Miguel Maysonet

Profile
- Position: Running back

Personal information
- Born: December 13, 1989 (age 36) Puerto Rico
- Listed height: 5 ft 10 in (1.78 m)
- Listed weight: 210 lb (95 kg)

Career information
- High school: Riverhead (NY)
- College: Stony Brook
- NFL draft: 2013: undrafted

Career history
- Philadelphia Eagles (2013)*; Cleveland Browns (2013)*; Indianapolis Colts (2013)*; San Diego Chargers (2013)*; New York Jets (2013)*; Washington Redskins (2013)*; Pittsburgh Steelers (2014)*; Buffalo Bills (2015)*;
- * Offseason or practice squad member only
- Stats at Pro Football Reference

= Miguel Maysonet =

American football player (born 1989)

Miguel Maysonet (born December 13, 1989) is a former American football running back. He was signed by the Philadelphia Eagles as an undrafted free agent in 2013. He played college football at Stony Brook.

==Early life==
He attended Riverhead High School.
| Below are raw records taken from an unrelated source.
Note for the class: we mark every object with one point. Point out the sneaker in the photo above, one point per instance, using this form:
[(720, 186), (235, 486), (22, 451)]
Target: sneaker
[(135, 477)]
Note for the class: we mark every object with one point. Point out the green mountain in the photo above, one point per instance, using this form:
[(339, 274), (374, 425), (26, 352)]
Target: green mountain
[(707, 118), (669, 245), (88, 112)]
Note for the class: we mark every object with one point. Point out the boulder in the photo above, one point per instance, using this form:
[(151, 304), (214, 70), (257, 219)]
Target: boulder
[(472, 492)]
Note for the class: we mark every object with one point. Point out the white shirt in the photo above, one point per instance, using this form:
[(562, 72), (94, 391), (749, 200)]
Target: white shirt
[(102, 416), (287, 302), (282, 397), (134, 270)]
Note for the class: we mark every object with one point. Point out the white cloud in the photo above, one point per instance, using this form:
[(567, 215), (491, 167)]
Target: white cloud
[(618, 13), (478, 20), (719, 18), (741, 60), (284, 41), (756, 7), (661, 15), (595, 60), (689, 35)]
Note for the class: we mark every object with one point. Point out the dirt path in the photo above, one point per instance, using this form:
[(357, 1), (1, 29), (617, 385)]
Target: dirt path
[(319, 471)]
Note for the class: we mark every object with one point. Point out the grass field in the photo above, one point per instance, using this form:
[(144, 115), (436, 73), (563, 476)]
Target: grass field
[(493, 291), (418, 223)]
He was named 2009 New York State Gatorade Player of the Year. He won the 2008 Hansen Award in which names the top football player in Suffolk County.
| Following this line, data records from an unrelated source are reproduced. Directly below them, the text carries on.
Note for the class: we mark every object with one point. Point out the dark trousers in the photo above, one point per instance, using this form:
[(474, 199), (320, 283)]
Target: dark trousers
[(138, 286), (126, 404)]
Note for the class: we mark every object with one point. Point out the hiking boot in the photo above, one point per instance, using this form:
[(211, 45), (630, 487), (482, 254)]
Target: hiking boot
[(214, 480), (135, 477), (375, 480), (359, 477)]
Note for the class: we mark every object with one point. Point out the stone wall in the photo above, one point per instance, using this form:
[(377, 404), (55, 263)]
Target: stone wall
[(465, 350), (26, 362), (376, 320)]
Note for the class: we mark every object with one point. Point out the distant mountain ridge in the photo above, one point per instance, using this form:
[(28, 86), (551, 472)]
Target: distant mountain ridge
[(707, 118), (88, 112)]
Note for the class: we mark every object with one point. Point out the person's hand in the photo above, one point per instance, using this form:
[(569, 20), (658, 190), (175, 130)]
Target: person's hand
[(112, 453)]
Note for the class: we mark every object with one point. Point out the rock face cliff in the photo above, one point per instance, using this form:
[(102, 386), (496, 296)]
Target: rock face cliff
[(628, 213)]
During a game against winless Smithtown East, he did fumble once caused by Defensive Tackle Alex Coymen

==Professional career==

===2013 NFL Combine===

Pre-draft measurables
| Height | Weight | 40-yard dash | 10-yard split | 20-yard split | 20-yard shuttle | Three-cone drill | Vertical jump | Broad jump | Bench press |
| 5 ft 9 in (1.75 m) | 209 lb (95 kg) | 4.62 s | 1.56 s | 2.71 s | 4.31 s | 7.01 s | 31.5 in (0.80 m) | 8 ft 11 in (2.72 m) | 21 reps |
All values from NFL Combine

===Philadelphia Eagles===
On April 27, 2013, Maysonet signed with the Philadelphia Eagles as an undrafted free agent. On May 20, he was released by the Eagles.

===Cleveland Browns===
On May 21, 2013, Maysonet was claimed off waivers by the Cleveland Browns. He was later released by the Browns on August 31.

===Indianapolis Colts===
On September 16, 2013, Maysonet was signed to the Indianapolis Colts' practice squad, but was released on September 26.

===San Diego Chargers===
On October 1, 2013, Maysonet was signed by the San Diego Chargers to their practice squad. He was released by San Diego on October 9.

===New York Jets===
Maysonet was signed to the New York Jets' practice squad on October 15, 2013. He was released by New York on October 22.

===Washington Redskins===
On December 10, 2013, Maysonet signed with the Washington Redskins' practice squad.

===Pittsburgh Steelers===
On January 7, 2014, Maysonet signed with the Pittsburgh Steelers on a reserve/future contract. The Steelers released Maysonet on August 26.

===Buffalo Bills===
On October 16, 2015, Maysonet was signed by the Buffalo Bills to their practice squad. On November 3, he was released by Buffalo.